1:31 pm on Dec 15, 2007 (gmt 0)

One of the very impressive things with google is the page load time of the homepage. They realized that with multiple data centers close to the visitor, but also by making the HTML code of their homepage small enough to fit into one IP packet.

For one of my sites I am trying to do the same. (The packet compression technique, not the multiple data centers:)) I have read somewhere that the maximum size of a data packet on the internet is about 1300 bytes, but I don't know if this is dependent on settings of my network interface (My website is running in a LAMP environment) or that a page may be split in more packets even if it would fit into one larger packet.

Is there any way I can check how much packets are sent by my webserver for one page, or how many packets my browser receives? My Apache logs give information about the transfer size in bytes per page, but unfortunately not about packet numbers.

raedthakur

4:32 am on Mar 5, 2008 (gmt 0)

This is something i haven't thought of. So lets say we leave the multiple data centers for some time later and go ahead with the ip packet idea, not only will the code have to be super sleek but also the site would have minimal functionality.coz even a normal index page of a site with minimal content would be more than a single ip packet.

So i don't really see the logical use of making a page like this unless you are creating something to rival Google,in that case you better start saving up for the multiple data centers.

lammert

8:18 am on Mar 5, 2008 (gmt 0)

This is not for a typical e-commerce site :). I want to use this technology on a type of service site (question-answer dialogue like a search engine, but not a search engine) where people are expected to have a lot of interactive activity.

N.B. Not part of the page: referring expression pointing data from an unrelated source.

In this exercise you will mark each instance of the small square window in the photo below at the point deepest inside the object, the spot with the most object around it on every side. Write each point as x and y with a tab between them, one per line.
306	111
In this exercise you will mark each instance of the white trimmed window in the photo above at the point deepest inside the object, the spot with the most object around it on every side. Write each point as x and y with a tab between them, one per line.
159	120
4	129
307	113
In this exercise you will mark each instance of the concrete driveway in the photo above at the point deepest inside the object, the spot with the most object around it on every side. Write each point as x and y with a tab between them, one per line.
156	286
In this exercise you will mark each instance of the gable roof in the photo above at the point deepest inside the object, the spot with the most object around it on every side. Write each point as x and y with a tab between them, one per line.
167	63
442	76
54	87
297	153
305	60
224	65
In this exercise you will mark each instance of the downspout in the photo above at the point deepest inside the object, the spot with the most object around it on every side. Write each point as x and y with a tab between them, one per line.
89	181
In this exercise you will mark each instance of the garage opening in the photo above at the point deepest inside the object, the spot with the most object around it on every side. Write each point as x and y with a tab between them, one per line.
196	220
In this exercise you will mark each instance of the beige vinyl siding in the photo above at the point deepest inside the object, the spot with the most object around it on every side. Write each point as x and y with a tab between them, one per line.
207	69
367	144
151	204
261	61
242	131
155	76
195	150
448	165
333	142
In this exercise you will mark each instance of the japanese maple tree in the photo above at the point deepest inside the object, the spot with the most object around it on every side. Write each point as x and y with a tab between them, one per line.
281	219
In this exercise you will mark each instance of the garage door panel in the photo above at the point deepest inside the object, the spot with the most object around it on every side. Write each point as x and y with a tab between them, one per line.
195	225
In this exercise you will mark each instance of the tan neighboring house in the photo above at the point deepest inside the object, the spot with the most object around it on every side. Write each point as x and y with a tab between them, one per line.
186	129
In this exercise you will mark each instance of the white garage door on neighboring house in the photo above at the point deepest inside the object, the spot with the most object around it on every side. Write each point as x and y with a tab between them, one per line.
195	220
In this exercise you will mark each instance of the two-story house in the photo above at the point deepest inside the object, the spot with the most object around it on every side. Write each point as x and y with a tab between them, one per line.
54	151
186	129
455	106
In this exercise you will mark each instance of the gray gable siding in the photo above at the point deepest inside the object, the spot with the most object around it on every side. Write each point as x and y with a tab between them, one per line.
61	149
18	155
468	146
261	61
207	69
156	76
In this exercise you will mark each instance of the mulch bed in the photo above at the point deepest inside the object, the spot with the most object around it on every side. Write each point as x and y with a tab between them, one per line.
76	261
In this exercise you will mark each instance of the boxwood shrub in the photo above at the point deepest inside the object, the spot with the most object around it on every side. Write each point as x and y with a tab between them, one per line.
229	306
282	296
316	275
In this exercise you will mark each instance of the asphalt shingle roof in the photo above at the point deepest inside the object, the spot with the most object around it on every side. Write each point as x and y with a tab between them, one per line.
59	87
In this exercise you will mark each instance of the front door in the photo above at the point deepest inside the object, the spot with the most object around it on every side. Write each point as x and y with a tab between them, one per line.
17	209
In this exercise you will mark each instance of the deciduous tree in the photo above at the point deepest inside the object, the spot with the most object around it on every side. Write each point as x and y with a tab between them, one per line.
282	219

I have no problems if some of the site furniture like external JavaScript or CSS files or small images are loaded at first visit. I can set expire headers to get them loaded only once. But what I do need is fast response in subsequent requests. Due to the nature of the site, users may be in remote locations and use dial-up and they may loose interest in the site if loading pages takes too long. My goal is to get less than 1 second response time, independent of the location and internet connection of the user.

What I am still looking for is some sort of low level tool to see how many IP packets my webserver is sending out for each page served. Until the project really takes off, the web server is shared with other sites so just counting packets with the iptables firewall is not enough. I need something at a slightly higher level which can distinguish packets based on the domain name they are served from and the MIME type or URL. I could assign a dedicated IP address to this project though to make it somewhat easier.

jtara

6:56 pm on Mar 12, 2008 (gmt 0)

You could use a protocol analyzer,such as Ethereal.

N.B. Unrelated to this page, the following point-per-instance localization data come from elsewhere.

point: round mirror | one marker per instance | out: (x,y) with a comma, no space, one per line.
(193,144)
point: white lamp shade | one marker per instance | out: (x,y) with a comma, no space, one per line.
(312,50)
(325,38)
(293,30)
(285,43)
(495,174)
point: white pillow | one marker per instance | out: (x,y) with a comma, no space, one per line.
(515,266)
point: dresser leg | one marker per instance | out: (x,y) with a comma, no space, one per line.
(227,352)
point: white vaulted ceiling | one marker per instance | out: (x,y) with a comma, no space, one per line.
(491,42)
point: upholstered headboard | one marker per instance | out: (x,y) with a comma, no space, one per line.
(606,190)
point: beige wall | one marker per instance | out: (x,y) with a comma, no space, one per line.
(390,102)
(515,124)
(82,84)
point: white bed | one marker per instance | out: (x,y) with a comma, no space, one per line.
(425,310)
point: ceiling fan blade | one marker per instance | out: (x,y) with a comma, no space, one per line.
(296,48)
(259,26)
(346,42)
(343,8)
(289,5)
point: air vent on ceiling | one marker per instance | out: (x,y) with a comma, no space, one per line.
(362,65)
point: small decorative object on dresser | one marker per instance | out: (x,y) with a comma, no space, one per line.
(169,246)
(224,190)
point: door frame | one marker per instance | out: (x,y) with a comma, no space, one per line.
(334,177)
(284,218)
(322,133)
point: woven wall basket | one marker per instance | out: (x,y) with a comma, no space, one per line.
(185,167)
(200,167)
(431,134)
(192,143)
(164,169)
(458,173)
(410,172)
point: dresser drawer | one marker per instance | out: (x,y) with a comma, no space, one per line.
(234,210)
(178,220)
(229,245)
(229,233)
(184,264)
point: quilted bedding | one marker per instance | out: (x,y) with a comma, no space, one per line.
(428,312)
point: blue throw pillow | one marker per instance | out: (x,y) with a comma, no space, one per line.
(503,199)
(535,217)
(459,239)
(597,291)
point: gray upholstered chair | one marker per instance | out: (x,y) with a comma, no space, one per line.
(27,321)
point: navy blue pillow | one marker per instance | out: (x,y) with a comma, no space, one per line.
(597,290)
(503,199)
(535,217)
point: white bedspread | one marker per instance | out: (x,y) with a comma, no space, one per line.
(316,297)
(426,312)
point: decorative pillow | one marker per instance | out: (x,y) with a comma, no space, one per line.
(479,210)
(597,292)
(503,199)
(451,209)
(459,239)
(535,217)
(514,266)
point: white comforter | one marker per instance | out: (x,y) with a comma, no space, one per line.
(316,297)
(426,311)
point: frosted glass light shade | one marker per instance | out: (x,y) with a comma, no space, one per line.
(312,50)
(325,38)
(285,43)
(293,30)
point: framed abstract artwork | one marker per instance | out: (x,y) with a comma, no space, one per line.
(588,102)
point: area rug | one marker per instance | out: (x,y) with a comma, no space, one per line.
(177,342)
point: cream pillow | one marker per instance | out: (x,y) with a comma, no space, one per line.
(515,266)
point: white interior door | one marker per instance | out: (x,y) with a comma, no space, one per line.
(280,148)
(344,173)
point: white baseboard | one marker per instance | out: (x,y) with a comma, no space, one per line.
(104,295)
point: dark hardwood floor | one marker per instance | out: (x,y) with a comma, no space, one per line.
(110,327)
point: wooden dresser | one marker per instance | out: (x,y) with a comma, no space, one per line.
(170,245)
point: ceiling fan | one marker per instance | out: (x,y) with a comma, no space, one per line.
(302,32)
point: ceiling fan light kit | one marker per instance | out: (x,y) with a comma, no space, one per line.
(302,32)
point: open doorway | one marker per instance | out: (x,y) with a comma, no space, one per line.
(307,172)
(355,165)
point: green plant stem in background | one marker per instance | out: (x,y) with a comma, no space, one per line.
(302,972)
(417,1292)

But, really, there's no need.

Packets on the Internet are generally limited by the maximum Ethernet MTU of 1500 bytes.

While an IP packet can be as large as 65,535 bytes, packets are fragmented so as to fit into the path MTU. MTU = "maximum transmission unit". The path MTU is simply the lowest of all of the MTUs on all of the links between the end points. Each node along the way informs the next of it's MTU in the header.

Most/all IP packets will encounter an Ethernet link somewhere along the way, if nowhere else at the user's premises. Therefore, for all practical purposes, the maximum size of an IP packet (or, technically, fragment) on the Internet is 1500 bytes.

Subtracting the header, that leaves 1480 bytes for data payload.

Making allowance for encapsulation (say, the user has a DSL modem that uses PPP encapsulation, or perhaps they are connected from a home PC to a corporate network through an encrypted link) you'd need to knock it down a bit more to account for the encapsulation header(s).

Your 1300 estimate sounds good. 1400 is probably OK, and will handle most encapsulations scenarios.

Specific packets may be shorter, say, because your web server can't produce data fast enough (unlikely, though).

I wouldn't worry about it. Keep your pages to less than 1300-1400 bytes.

This is probably going to buy you less than you think. Almost all IP stacks today are "windowed". Meaning that the sender doesn't require an acknowledgment of each packet before sending the next. They just send away, using a "lazy acknowledgment" scheme. They stop only if they have sent "n" packets without an acknowledgment. Of course, if they get a NAK, they may have to back-up more than one packet.

If you need to be truly responsive, read up on the "Nagle Algorithm". But that likely won't be of interest unless you are trading stocks in milliseconds, with a fiber connection to the exchange. (Something I've done programming for.)

One second? Piece of cake!

fabricator

3:15 am on May 15, 2008 (gmt 0)

Apply gzip compression to the HTML, using perl/php. Check the header to ensure the web client support it.

Its not hard to make a webpage smaller if you dump all the whitespace and newline characters.